20:14 cherishe 0 Comments

Founder hopes to expand to Mars when feasible.

Space: the final frontier… of ramen.

On 10 November, a brave crew of ramen ingredients and their companions blasted off from Kennedy Space Center aboard a SpaceX Falcon 9 rocket. This marked the beginning of their six-month mission to absorb the very essence of being in space and bring it back to share with the world.

This project to explore new worlds of ramen is the work of restaurateur Takahiro Matsumura and his group of ramen establishments under the umbrella of Unchi Co., Ltd., which literally translates to “Poop Co., Ltd.”

▼ It’s a name you can trust.

Most famous for Human Beings Everybody Noodles restaurant in Osaka, Matsumura and Unichi have spearheaded a number of ambitious ramen-themed projects.

▼ Human Beings Everybody Noodles pictured at the end of this very long line

However, none of the projects have been nearly as ambitious as this. Aboard the Falcon 9 rocket bound for the International Space Station are some pieces of roasted pork, soup stock, noodles, green onion, and fermented bamboo shoots. Once these items arrive they will undergo testing to see the effects of cosmic rays on them.

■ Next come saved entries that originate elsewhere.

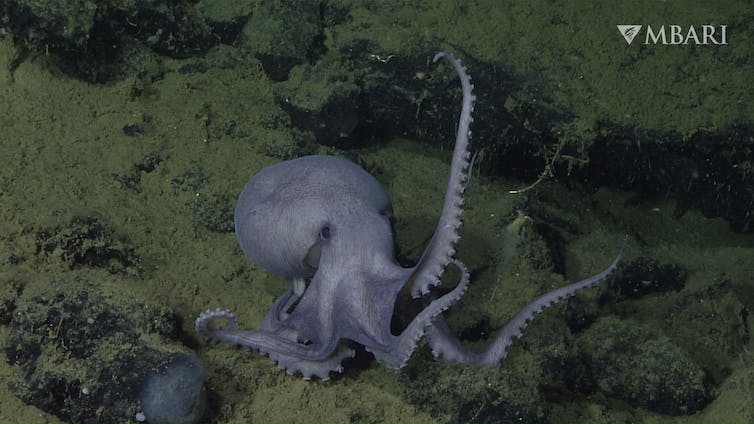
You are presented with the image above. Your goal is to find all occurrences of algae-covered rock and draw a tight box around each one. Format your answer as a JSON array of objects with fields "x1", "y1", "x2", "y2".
[
  {"x1": 195, "y1": 0, "x2": 251, "y2": 45},
  {"x1": 697, "y1": 351, "x2": 754, "y2": 423},
  {"x1": 3, "y1": 273, "x2": 205, "y2": 423},
  {"x1": 399, "y1": 351, "x2": 546, "y2": 424},
  {"x1": 661, "y1": 279, "x2": 750, "y2": 384},
  {"x1": 274, "y1": 60, "x2": 361, "y2": 144},
  {"x1": 578, "y1": 317, "x2": 710, "y2": 415},
  {"x1": 240, "y1": 0, "x2": 321, "y2": 81},
  {"x1": 5, "y1": 0, "x2": 215, "y2": 81}
]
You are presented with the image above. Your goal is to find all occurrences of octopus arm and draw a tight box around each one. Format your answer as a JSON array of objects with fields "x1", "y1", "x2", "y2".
[
  {"x1": 369, "y1": 259, "x2": 470, "y2": 369},
  {"x1": 427, "y1": 251, "x2": 623, "y2": 366},
  {"x1": 405, "y1": 52, "x2": 476, "y2": 298},
  {"x1": 195, "y1": 309, "x2": 352, "y2": 380}
]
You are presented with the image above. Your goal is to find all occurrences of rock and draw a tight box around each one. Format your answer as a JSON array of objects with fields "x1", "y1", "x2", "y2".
[
  {"x1": 240, "y1": 0, "x2": 321, "y2": 82},
  {"x1": 274, "y1": 61, "x2": 361, "y2": 144},
  {"x1": 399, "y1": 351, "x2": 546, "y2": 424},
  {"x1": 196, "y1": 0, "x2": 251, "y2": 45},
  {"x1": 606, "y1": 256, "x2": 687, "y2": 300},
  {"x1": 661, "y1": 279, "x2": 750, "y2": 384},
  {"x1": 3, "y1": 273, "x2": 205, "y2": 423},
  {"x1": 4, "y1": 0, "x2": 215, "y2": 81},
  {"x1": 578, "y1": 317, "x2": 710, "y2": 415},
  {"x1": 139, "y1": 353, "x2": 206, "y2": 424}
]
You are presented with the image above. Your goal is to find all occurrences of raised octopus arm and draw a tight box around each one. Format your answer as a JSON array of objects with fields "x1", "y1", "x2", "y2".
[{"x1": 405, "y1": 51, "x2": 476, "y2": 298}]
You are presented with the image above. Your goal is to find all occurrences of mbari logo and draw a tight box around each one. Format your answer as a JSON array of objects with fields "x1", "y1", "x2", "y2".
[{"x1": 617, "y1": 24, "x2": 728, "y2": 45}]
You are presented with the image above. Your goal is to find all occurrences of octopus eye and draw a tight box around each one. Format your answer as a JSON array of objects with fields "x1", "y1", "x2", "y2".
[{"x1": 320, "y1": 226, "x2": 331, "y2": 240}]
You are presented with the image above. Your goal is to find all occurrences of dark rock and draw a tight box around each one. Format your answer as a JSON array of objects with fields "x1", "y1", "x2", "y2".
[
  {"x1": 6, "y1": 1, "x2": 97, "y2": 53},
  {"x1": 128, "y1": 2, "x2": 214, "y2": 58},
  {"x1": 196, "y1": 0, "x2": 251, "y2": 45},
  {"x1": 606, "y1": 256, "x2": 687, "y2": 300},
  {"x1": 240, "y1": 0, "x2": 322, "y2": 82},
  {"x1": 324, "y1": 7, "x2": 528, "y2": 168},
  {"x1": 4, "y1": 274, "x2": 204, "y2": 423},
  {"x1": 5, "y1": 0, "x2": 216, "y2": 82},
  {"x1": 274, "y1": 61, "x2": 361, "y2": 144},
  {"x1": 344, "y1": 50, "x2": 496, "y2": 151},
  {"x1": 578, "y1": 317, "x2": 710, "y2": 415},
  {"x1": 585, "y1": 126, "x2": 754, "y2": 232},
  {"x1": 6, "y1": 0, "x2": 119, "y2": 82},
  {"x1": 662, "y1": 279, "x2": 750, "y2": 384},
  {"x1": 399, "y1": 351, "x2": 546, "y2": 424}
]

The exact nature of the testing is unclear but there is a reference to a “spacewalk” in their announcement which would suggest the food will be kept outside of the space station and thus exposed to cosmic radiation for a period of about six months.

Aside from learning the effects, Unchi also plans on crafting a Meteorite Ramen Bowl by sending a certain amount of Japanese soil suited for making ceramics. This will also be exposed to comic rays and then returned to Earth, where it will be forged into a space bowl.

By now you might be asking yourselves why Matsumura might do such a thing. Fortunately, the Unchi Space Program has been laid out as follows.

Step 1
Send Japanese soil into space and craft a Meteorite Raman Bowl with the soil that returns.

Step 2
Study the effects of six months worth of cosmic rays on ramen ingredients with an aim for Unchi to establish the first ramen restaurant on Mars.

Step 3
Promote Unchi as an iconic Osakan ramen restaurant group, with an aim to have a location inside the Osaka-Kansai World Expo 2025 venue.

In preparation for Step 3, Unchi also sent some signs with the company logo up to space to display at the Expo. It’s a bit presumptuous seeing as they still haven’t been invited to join the rapidly approaching event, but I suppose it’s better to have the signs and not need them than the other way around. Matsumura is hoping the Meteorite Ramen Bowl will help sweeten the deal since a Moon rock was a major draw at the 1970 Expo in Osaka.

This all might seem ridiculously ambitious for a ramen restaurant, but its founder does seem to be a very focused individual. Matsumura first decided to open a ramen restaurant when he was 10 and realized that dream by the time he was 24. He has since gone on to do some impressive things like open a variety of restaurants around the world, and even travel to Ukraine in the middle of the Russian invasion to hand out cups of instant ramen.

So he certainly seems like the kind of guy that sees things through and may very well become the first ramen restaurant owner on Mars someday.